Net effect: sales team experience is unchanged; everyone else gets a normal office phone system; bill drops by half to two-thirds.

What about the dialer integration into HubSpot / Salesforce?

3CX integrates natively with HubSpot, Salesforce, Dynamics, Zoho, Pipedrive, Bullhorn, and others — click-to-dial, screen-pop, call logging. What 3CX doesn't have is Aircall's sales-disposition automation (automatic call category tagging, sentiment-tagged playback, structured call-outcome logging). If your sales-ops live on those features, that's the split-stack answer. If your sales team uses "click the number, talk, log a note manually", you've got parity on 3CX and the full switch is fine.

Common questions.

Our sales team really likes Aircall's UI. Can we keep it?

Split stack. Aircall stays. We deploy 3CX for the rest of the firm. Sales-team experience: unchanged. Bill: down by 50%.

What's the international calling situation?

3CX through Gamma supports outbound to virtually every country at competitive per-minute rates. Aircall's international rates are sometimes lower per-minute for specific countries because of their direct carrier relationships in those markets. If you have heavy volume to a specific country, worth the comparison. We'll model it at audit.

We use Aircall numbers in 20 countries. What about those?

That's a Vonage-pattern question more than an Aircall-pattern one. If you genuinely need 20-country DID footprint, Aircall (or Vonage, or RingCentral) is the right product category. 3CX through a UK partner is built for UK-centric operations with international as an add-on, not international-first. Stay on Aircall or look at Vonage.

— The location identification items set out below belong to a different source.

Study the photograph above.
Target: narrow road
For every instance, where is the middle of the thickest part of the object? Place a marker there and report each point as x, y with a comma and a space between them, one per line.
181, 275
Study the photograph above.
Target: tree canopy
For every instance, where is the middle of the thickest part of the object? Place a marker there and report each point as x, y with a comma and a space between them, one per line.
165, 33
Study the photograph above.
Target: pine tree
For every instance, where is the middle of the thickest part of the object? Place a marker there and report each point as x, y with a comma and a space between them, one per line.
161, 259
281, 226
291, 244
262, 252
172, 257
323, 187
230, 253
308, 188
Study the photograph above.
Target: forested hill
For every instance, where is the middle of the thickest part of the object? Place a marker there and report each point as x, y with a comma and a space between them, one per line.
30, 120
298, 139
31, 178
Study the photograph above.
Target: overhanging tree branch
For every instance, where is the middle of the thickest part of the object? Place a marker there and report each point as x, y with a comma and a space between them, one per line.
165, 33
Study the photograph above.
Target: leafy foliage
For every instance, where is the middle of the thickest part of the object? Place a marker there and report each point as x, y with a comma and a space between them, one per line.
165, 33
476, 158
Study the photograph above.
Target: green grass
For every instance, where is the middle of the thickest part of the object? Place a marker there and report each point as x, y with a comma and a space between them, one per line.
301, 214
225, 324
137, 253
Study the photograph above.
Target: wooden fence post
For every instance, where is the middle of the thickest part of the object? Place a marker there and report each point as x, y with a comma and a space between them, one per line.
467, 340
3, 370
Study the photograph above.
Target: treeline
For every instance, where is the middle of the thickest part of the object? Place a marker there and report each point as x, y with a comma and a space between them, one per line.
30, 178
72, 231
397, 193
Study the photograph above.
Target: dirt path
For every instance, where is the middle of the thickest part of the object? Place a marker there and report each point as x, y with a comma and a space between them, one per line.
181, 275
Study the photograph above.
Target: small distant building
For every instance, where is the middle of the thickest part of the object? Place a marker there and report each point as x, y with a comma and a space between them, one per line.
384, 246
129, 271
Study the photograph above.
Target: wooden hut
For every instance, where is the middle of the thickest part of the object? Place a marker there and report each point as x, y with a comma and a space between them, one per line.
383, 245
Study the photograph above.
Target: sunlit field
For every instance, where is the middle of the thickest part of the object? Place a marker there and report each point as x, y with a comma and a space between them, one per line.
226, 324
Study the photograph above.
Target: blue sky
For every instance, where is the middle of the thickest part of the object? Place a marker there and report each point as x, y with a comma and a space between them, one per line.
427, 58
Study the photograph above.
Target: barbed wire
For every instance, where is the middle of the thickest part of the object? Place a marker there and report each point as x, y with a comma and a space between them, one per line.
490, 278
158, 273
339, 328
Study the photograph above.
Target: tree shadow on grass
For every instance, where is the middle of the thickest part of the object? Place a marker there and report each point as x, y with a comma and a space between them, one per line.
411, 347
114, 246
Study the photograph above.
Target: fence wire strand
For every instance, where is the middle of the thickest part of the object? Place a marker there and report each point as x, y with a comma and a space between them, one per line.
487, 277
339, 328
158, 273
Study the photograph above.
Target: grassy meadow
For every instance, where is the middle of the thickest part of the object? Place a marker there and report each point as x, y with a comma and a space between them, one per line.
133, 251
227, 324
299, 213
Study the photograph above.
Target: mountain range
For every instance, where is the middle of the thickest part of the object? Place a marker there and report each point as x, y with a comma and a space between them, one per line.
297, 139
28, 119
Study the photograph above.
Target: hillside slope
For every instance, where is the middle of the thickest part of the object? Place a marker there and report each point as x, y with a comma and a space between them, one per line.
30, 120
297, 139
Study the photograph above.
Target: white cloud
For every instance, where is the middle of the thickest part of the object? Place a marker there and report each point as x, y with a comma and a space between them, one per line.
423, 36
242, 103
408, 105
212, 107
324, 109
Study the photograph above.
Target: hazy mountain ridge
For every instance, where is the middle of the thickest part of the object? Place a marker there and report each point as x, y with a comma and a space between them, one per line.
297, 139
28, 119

What if our sales team grows? Does the split stack break?

No. The Aircall seat count is a Aircall billing line. You add seats there as the sales team grows; 3CX doesn't change. The economics keep working as long as the non-sales users are on 3CX and the sales-specific users are on Aircall. The threshold where it stops making sense to split is roughly 80% of users on Aircall — at which point you might as well consolidate.